How one man turned a failing shoe factory into an international success

How one man turned a failing shoe factory into an international success

We have been making one-of-a-kind leather items for the last 15 years, travelling the world far and wide to source top-quality leather for each and every handcrafted wallet, travel bag, briefcase, backpack and fashion item. GQ chatted to our very own man behind the brand Bernard Bultemeier, to learn more about what it takes to build such a successful company.

GQ: How did your entrepreneurial journey begin?

BB: After completing a diploma in Marketing and Sales at the Witwatersrand Technikon, Johannesburg, I began working as a salesman before a friend gave me an opportunity to buy a shoe factory. Six months later, I was miserable and dissatisfied.
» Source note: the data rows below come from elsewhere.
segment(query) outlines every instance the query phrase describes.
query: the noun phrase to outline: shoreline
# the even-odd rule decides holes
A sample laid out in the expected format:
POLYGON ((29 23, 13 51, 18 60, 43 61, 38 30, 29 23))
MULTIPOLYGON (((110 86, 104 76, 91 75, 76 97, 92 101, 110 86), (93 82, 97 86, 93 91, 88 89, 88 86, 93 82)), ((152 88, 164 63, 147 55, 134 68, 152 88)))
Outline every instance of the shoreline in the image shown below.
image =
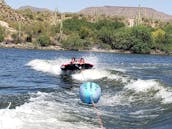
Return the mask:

GQ: How did you turn it all around?

BB: The business was barely reaching its overheads because we were selling shoes at such low prices. I noticed that the people who sold leather jackets across us at one of our stands at Rand show used to sell one leather jacket for R800, for every shoe we sold. So I realised that leather jackets had a better return and that that was the business I should be in.
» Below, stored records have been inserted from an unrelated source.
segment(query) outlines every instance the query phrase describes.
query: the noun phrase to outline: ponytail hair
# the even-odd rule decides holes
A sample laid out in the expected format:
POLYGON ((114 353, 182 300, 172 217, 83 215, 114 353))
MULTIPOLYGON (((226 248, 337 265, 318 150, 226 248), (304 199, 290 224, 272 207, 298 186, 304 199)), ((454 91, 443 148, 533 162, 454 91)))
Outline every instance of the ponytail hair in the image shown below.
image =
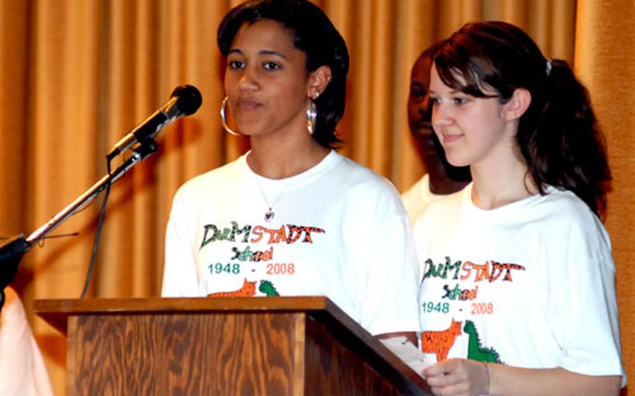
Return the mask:
POLYGON ((435 54, 444 84, 477 98, 497 92, 506 103, 517 89, 531 94, 516 142, 541 195, 552 185, 572 191, 598 217, 606 205, 611 170, 587 89, 565 61, 550 60, 519 28, 502 22, 469 23, 435 54))

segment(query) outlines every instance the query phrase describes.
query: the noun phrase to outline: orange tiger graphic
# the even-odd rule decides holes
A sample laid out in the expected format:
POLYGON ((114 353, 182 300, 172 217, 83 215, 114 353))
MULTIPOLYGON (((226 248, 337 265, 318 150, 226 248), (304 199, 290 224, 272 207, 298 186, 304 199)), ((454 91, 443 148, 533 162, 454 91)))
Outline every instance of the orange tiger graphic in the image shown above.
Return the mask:
POLYGON ((436 353, 437 361, 447 358, 447 353, 454 344, 454 339, 461 335, 461 323, 452 318, 450 327, 442 331, 424 331, 421 333, 421 351, 436 353))
POLYGON ((218 291, 210 293, 208 297, 253 297, 256 292, 256 283, 257 281, 249 282, 245 278, 243 287, 234 291, 218 291))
GQ: Since then, you haven’t looked back. Jekyll and Hide has gone from strength to strength, even branching out internationally to London. Tell us how you got to the name 'Jekyll & Hide'?

BB: I was sitting at home struggling to think of a name that wasn’t some lame Italian cliché. I thought ‘Jekyll and Hide’ was original and a good fit, but it actually has no reference to the play as we’ve changed the fonts and spelling [laughs].
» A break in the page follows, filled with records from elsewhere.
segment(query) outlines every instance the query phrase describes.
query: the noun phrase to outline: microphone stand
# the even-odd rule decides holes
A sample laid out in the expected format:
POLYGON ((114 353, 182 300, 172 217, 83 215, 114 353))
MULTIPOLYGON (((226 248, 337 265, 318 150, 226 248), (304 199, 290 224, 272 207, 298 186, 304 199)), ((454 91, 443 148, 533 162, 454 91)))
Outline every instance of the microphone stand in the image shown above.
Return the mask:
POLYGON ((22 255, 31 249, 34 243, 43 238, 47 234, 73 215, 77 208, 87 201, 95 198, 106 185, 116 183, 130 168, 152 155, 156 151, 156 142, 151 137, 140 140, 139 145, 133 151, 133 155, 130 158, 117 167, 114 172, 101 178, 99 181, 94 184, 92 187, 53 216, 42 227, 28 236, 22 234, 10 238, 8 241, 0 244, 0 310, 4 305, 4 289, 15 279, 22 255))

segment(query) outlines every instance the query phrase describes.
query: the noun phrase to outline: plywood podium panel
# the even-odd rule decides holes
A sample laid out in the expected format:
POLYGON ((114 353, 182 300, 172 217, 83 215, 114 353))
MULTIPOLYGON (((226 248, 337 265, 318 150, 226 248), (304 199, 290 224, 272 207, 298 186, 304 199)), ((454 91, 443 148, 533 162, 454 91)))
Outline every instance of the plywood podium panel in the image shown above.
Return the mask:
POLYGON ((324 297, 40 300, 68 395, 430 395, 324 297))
GQ: So, has Jekyll and Hide accomplished everything you set out to achieve?

BB: No. It has achieved more. I started the business with the idea of offering small leather items, and never once thought that one day we’d be supplying some of the best-known retailers and chain stores in South Africa.

GQ: As a businessman with over 30 years of experience, what are some of the most important things you’ve learned?


  • Persevere. Running a business is tough, but if you put in the work, it will always be worth it.
  • Don’t be scared to try something new; the bigger the risk, the bigger the reward.
  • Give your customer what they pay for, they’ve worked hard for their money so make sure you give them value for that money.
  • Never compromise on quality.    

GQ: How involved are you in the day-to-day manufacturing and new collection sign-offs?

BB: Very. Which is sometimes tough because I’m only one person, I can't do everything, so I have to trust that my workforce can do their jobs properly. That’s the secret, being able to delegate and having a strong team behind me.

GQ: As a fashion brand, how much attention to you pay to current trends?

BB: We focus less on what everyone else is doing and more on how trends change our consumers’ lives. For example, I wouldn’t have considered making a business backpacks 10 years ago, but nowadays, professionals commute, travel and work out of office all the time, which means they need the convenience and ease of a backpack, which is why we’ve added them to our range.